Nessuno.Mercoledì 14 Novembre 2007. Letture: 782. Leggi i commenti.

Commenti: 38

  1. GT

    Che grandi motivazioni assurde che sono state date nella parte iniziale di questo articolo! Si notano alcune discordanze e la classica mentalità del sud. “Andare allo stadio diventa una odissea, centinaia di controlli” e dov’è il problema? Vi rompono le scatole i controlli, oppure volete entrare allo stadio con le bottiglie le mazze, i coltelli…la verità è un’altra ( tralasciando stare la vicenda dell’omicidio che DEVE essere chiarita al più presto nonostante le circostanze dicano già tutto ), voi ultras ( voi inteso in senso impersonale ) volete andare allo stadio al 70% per fare casino, fracasso e rompere le PALLE ( e sono + che legittimato ad usare questo termine ), alle persone che la ci devono stare per ” portare la pagnotta a casa ” o semplicemente che vanno allo stadio per seguire la loro squadra del cuore, mentre VOI ultras ci andate ” Perchè vi va, perchè ne avete voglia ” iniziare a mettere questa semplice idea prima di cominciare un intero discorso.
    La guerriglia inscenata a Roma e nelle altre città ” Al fine di vendicare la morte di Gabriele “, o più semplicemente per far casino è stata una grandissima infamia, bastardata, se pensavate di poter far ” giustizia ” o punire i poliziotti in quel gesto avete sbagliato di grosso, non perchè i poliziotti siano degli intoccabili o quant’altro ( e non sto giustificando l’operato di nessuno ), ma per il semplice fatto che non è in questo modo che voi “punite” o quant’altro. Mi spiegate cosa sta a significare l’attacco alla caserma della Polizia di Stato di Roma?

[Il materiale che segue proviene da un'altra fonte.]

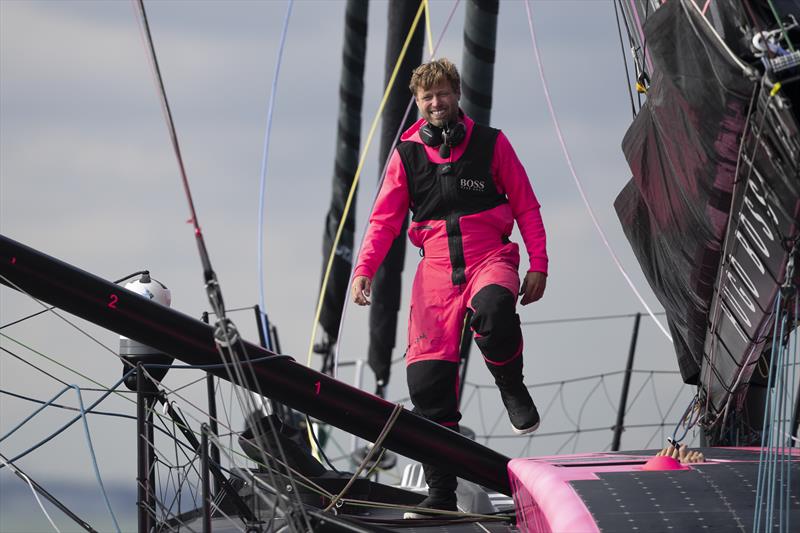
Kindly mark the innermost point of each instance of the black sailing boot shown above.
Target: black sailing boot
(519, 404)
(441, 493)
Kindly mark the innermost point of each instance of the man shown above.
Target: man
(465, 187)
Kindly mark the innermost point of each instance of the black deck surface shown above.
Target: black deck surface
(710, 497)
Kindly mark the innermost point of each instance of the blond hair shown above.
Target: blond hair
(437, 71)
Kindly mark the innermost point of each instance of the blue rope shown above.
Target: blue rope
(36, 412)
(68, 424)
(94, 458)
(264, 321)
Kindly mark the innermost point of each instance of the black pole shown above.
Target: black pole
(211, 391)
(213, 468)
(113, 307)
(623, 400)
(206, 481)
(149, 427)
(477, 72)
(142, 454)
(387, 282)
(348, 143)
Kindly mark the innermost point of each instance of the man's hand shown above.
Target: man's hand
(682, 454)
(360, 289)
(533, 287)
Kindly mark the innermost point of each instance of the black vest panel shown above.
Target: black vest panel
(459, 188)
(447, 191)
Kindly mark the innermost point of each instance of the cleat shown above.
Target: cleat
(436, 502)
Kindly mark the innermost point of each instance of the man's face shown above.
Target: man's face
(439, 104)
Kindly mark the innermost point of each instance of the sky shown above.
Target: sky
(88, 175)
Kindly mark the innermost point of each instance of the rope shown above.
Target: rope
(378, 442)
(351, 194)
(624, 59)
(95, 466)
(378, 189)
(261, 275)
(35, 495)
(575, 176)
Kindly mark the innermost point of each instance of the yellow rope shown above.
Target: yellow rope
(428, 26)
(350, 195)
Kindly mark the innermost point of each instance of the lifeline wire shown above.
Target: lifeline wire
(264, 321)
(577, 180)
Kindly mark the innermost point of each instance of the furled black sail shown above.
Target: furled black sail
(348, 140)
(386, 285)
(714, 197)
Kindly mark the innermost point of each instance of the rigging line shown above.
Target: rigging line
(68, 408)
(165, 108)
(584, 378)
(575, 176)
(52, 310)
(65, 407)
(236, 369)
(95, 466)
(398, 409)
(263, 181)
(45, 372)
(37, 313)
(118, 393)
(36, 487)
(356, 177)
(65, 426)
(294, 502)
(582, 319)
(377, 191)
(428, 26)
(624, 59)
(33, 490)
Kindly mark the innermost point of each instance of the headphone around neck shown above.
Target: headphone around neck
(445, 138)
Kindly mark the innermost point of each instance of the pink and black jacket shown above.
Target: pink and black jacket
(463, 208)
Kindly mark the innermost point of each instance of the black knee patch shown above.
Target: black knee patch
(496, 323)
(433, 387)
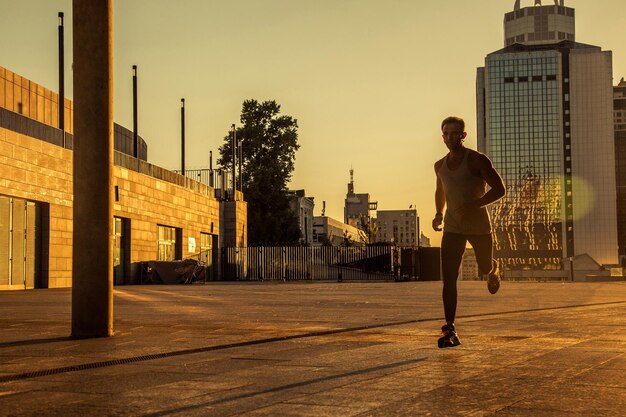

Addirittura il CONI che in tutto c’entra tranne che cn la Polizia.
    Poi ricordiamo che del poliziotto che ha esploso 2 colpi con la sua arma d’ordinanza conosciamo l’identità, chi ha distrutto il coni, una caserma, delle auto, dei motocicli, dei semafori, un pullman della polizia, ferito delle forze dell’ordine, non si conosce nè l’identità nè la faccia perchè avevano il volto coperto, e questo di cos’è segno? Lasciamo perdere..
    Rimango fermo della mia idea che si voleva avere una ” scusa ” per fare casino, per sfogare la propria rabbia, per “punire” le forze dell’ordine che moltissime volte hanno sospeso partite o arrestato ultras o più semplicemente imposto loro di non andare allo stadio, DOPO FATTI GRAVOSI SIA SOTTO IL PROFILO SOCIALE CHE NORMATIVO.
    Dopo questi spiacevoli eventi preferisco altamente chiudere gli stadii le cui tifoserie sono state protagoniste di scontri e poi vediamo se queste teste infami ( perchè solo queste possono essere ) la finiscono di dare fastidio!

  2. ZioCiccio

    A me non piace l’espressione “Quando a Catania ci furono gli scontri e morì, in circostanze oscure, l’Ispettore Raciti, tutto il circo del calcio si fermò… Oggi, invece nessuno si è fermato! Questa vergognosa decisione non ha senso.”.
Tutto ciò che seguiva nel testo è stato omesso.